Spirit Wrestler Gallery (Vancouver, Canada)

“the soap box”


Another piece I wanted to have some fun with. I had been looking at this piece of serpentine for quite some time and I was never quite sure where to go with it. But one evening Jo-Ann and I were out in the shop and we were looking it over and she suggested an owl with his head looking up in a proud manner. So from there I just let that idea stay in my head and at the same time I wanted to keep the form simple without any additives to the stone like feet or wings.

One of the first things I thought of with having his head positioned that way was a piece by Auguste Rodin. Monument to Balzac 1897-98 (there is a bronze in the collection of the Museum of Modern Art in New York). This is a piece I studied as an art student. The form is treated very simply, just a few folds and a head. The original piece did not receive a great review from the Writer Association that had commissioned Rodin to create a piece in memory of Balzac. However, I was looking more at the simple form and how Rodin has captured the feeling that he wanted to convey about the writer.

To move onto the soap box idea. One evening while out in the shop, I was looking the piece over and remembered something that I hadn’t thought of in a number of years — the soap box. I have seen this image used many times in comics and (especially) the political cartoons in newspapers. When the soap box is added to an image it is meant to imply that the person is rambling on and on about the same old thing whether or not it really meant much.

soap-box: n. 1. container in which soap is packed, as a box or crate. 2. empty box or other improvised platform for making an informal, impromptu, or unofficial speech, esp. on a public street.
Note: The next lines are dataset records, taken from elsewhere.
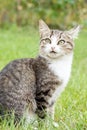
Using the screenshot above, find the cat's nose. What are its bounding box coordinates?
[51,47,55,51]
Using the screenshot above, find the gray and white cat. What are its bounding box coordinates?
[0,20,80,122]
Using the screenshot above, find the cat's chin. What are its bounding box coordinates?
[47,55,62,59]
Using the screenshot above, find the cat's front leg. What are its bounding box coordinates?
[47,105,55,120]
[47,104,58,127]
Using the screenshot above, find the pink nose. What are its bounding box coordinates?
[51,47,55,51]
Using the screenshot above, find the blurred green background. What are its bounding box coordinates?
[0,0,87,29]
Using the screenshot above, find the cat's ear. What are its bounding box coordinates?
[39,20,50,37]
[68,25,81,39]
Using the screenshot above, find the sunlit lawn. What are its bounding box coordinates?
[0,28,87,130]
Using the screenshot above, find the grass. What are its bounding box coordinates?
[0,28,87,130]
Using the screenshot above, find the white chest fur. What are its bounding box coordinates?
[49,54,73,103]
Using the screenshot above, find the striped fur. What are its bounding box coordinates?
[0,21,78,122]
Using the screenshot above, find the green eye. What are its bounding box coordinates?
[45,38,51,44]
[58,40,65,45]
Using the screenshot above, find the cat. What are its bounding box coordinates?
[0,20,80,122]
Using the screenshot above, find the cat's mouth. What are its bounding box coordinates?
[50,51,57,54]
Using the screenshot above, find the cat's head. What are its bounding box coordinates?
[39,20,80,59]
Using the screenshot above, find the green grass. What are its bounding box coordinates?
[0,28,87,130]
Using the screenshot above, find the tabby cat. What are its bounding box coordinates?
[0,20,80,122]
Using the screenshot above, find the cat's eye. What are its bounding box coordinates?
[45,38,51,44]
[58,40,65,45]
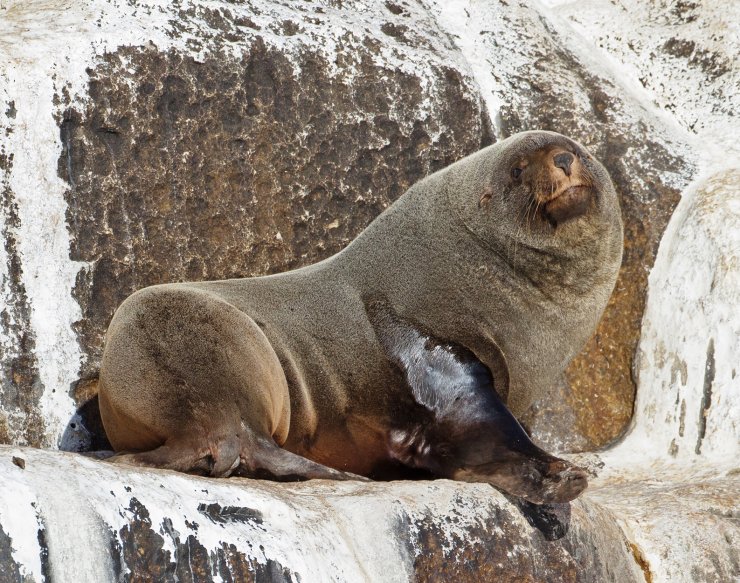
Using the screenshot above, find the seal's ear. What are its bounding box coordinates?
[478,188,493,208]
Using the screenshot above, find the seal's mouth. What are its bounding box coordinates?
[543,184,594,226]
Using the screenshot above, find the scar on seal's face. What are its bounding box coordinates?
[99,131,622,503]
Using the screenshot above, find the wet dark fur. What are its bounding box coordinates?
[95,132,622,503]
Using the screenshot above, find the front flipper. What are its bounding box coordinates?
[368,302,587,504]
[232,438,370,482]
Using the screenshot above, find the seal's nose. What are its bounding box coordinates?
[552,152,573,176]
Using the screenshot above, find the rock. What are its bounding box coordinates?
[0,447,642,583]
[0,0,492,448]
[0,0,740,582]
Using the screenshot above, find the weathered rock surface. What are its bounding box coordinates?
[0,0,740,583]
[0,0,737,449]
[0,447,641,583]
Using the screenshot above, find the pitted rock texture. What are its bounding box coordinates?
[446,2,695,450]
[0,447,642,583]
[59,39,492,390]
[0,0,736,450]
[0,137,46,444]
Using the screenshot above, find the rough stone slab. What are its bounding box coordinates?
[0,0,737,449]
[0,447,641,583]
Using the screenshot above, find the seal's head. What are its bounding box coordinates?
[448,131,622,262]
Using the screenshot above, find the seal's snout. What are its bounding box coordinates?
[552,152,575,176]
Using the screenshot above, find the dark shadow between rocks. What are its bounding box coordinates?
[504,494,570,541]
[59,395,113,453]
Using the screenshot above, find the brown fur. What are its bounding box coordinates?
[100,132,622,498]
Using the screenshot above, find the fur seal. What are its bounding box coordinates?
[99,131,622,503]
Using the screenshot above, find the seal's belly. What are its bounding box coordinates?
[295,415,391,475]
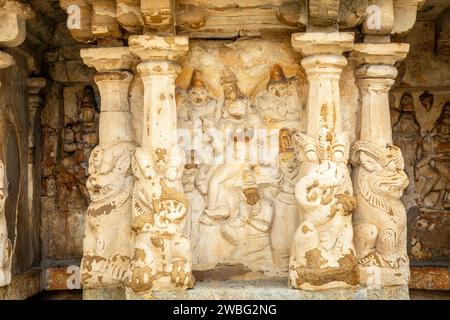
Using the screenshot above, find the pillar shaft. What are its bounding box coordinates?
[81,47,135,299]
[127,36,194,299]
[350,43,409,286]
[289,32,357,290]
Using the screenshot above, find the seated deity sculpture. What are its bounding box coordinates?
[178,69,218,131]
[81,142,134,288]
[61,86,99,203]
[416,103,450,209]
[221,172,274,270]
[289,127,358,290]
[271,128,300,272]
[0,160,12,287]
[181,150,208,264]
[351,141,409,286]
[128,147,194,294]
[256,64,300,129]
[202,68,260,223]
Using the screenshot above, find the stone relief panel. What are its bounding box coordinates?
[126,39,357,278]
[391,88,450,260]
[0,160,12,287]
[81,142,135,288]
[58,86,99,208]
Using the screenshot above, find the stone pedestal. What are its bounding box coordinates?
[289,32,358,290]
[81,47,135,299]
[128,278,409,301]
[350,43,409,286]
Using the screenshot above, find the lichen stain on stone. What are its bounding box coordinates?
[88,202,116,217]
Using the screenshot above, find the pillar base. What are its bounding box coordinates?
[127,278,409,300]
[83,288,126,300]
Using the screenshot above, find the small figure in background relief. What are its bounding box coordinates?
[289,127,358,290]
[61,86,99,208]
[201,68,260,224]
[392,93,420,209]
[416,103,450,209]
[419,90,434,112]
[392,94,420,170]
[350,141,409,286]
[0,160,12,287]
[181,150,208,264]
[178,69,217,132]
[271,128,300,272]
[221,172,274,270]
[81,142,135,288]
[256,64,300,129]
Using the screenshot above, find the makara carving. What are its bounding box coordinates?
[351,141,409,286]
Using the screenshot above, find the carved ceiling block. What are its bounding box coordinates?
[291,32,354,56]
[339,0,368,28]
[141,0,173,32]
[116,0,144,33]
[176,0,307,38]
[91,0,122,38]
[59,0,94,42]
[80,47,136,72]
[0,0,35,47]
[437,10,450,55]
[391,0,420,35]
[128,35,189,61]
[363,0,395,35]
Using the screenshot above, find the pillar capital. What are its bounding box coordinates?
[137,61,181,78]
[350,43,409,66]
[291,32,355,57]
[80,47,137,72]
[128,35,189,61]
[0,51,16,69]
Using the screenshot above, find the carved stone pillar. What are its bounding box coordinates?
[28,77,46,272]
[0,51,15,287]
[129,36,194,298]
[81,47,135,299]
[350,43,409,286]
[289,32,358,290]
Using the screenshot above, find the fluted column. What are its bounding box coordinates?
[289,32,358,290]
[127,36,194,299]
[81,47,135,299]
[351,43,409,286]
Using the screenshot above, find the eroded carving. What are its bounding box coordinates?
[351,141,409,286]
[81,142,135,288]
[0,160,12,287]
[416,103,450,209]
[289,127,358,290]
[129,148,194,293]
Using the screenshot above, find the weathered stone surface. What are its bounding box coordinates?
[410,209,450,260]
[0,270,41,300]
[49,59,95,83]
[127,279,409,300]
[43,265,81,291]
[409,267,450,290]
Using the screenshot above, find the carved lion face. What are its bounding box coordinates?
[359,146,408,199]
[188,87,208,106]
[267,82,289,99]
[86,144,132,201]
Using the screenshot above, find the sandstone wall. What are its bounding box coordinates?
[391,12,450,289]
This piece is about the #2 meaning of soap-box.

Michael Massie

Michael Massie

Michael Massie


Inuit, Métis

Happy Valley - Goose Bay, Newfoundland and Labrador, Canada

(1962- )

Massie’s work is a reflection of his mixed Inuit, Métis and Scottish heritage. In it, he investigates both traditional and contemporary themes. He has achieved renown for his innovative teapots that combine themes and symbols from his native Inuit culture with European traditions. Massie has been twice short-listed for the coveted Prix Saidye Bronfman and has an extensive international reputation. His work has been shown in North America and Europe, including the National Gallery of Canada. He was elected a member of Royal Canadian Academy of Arts in 2011.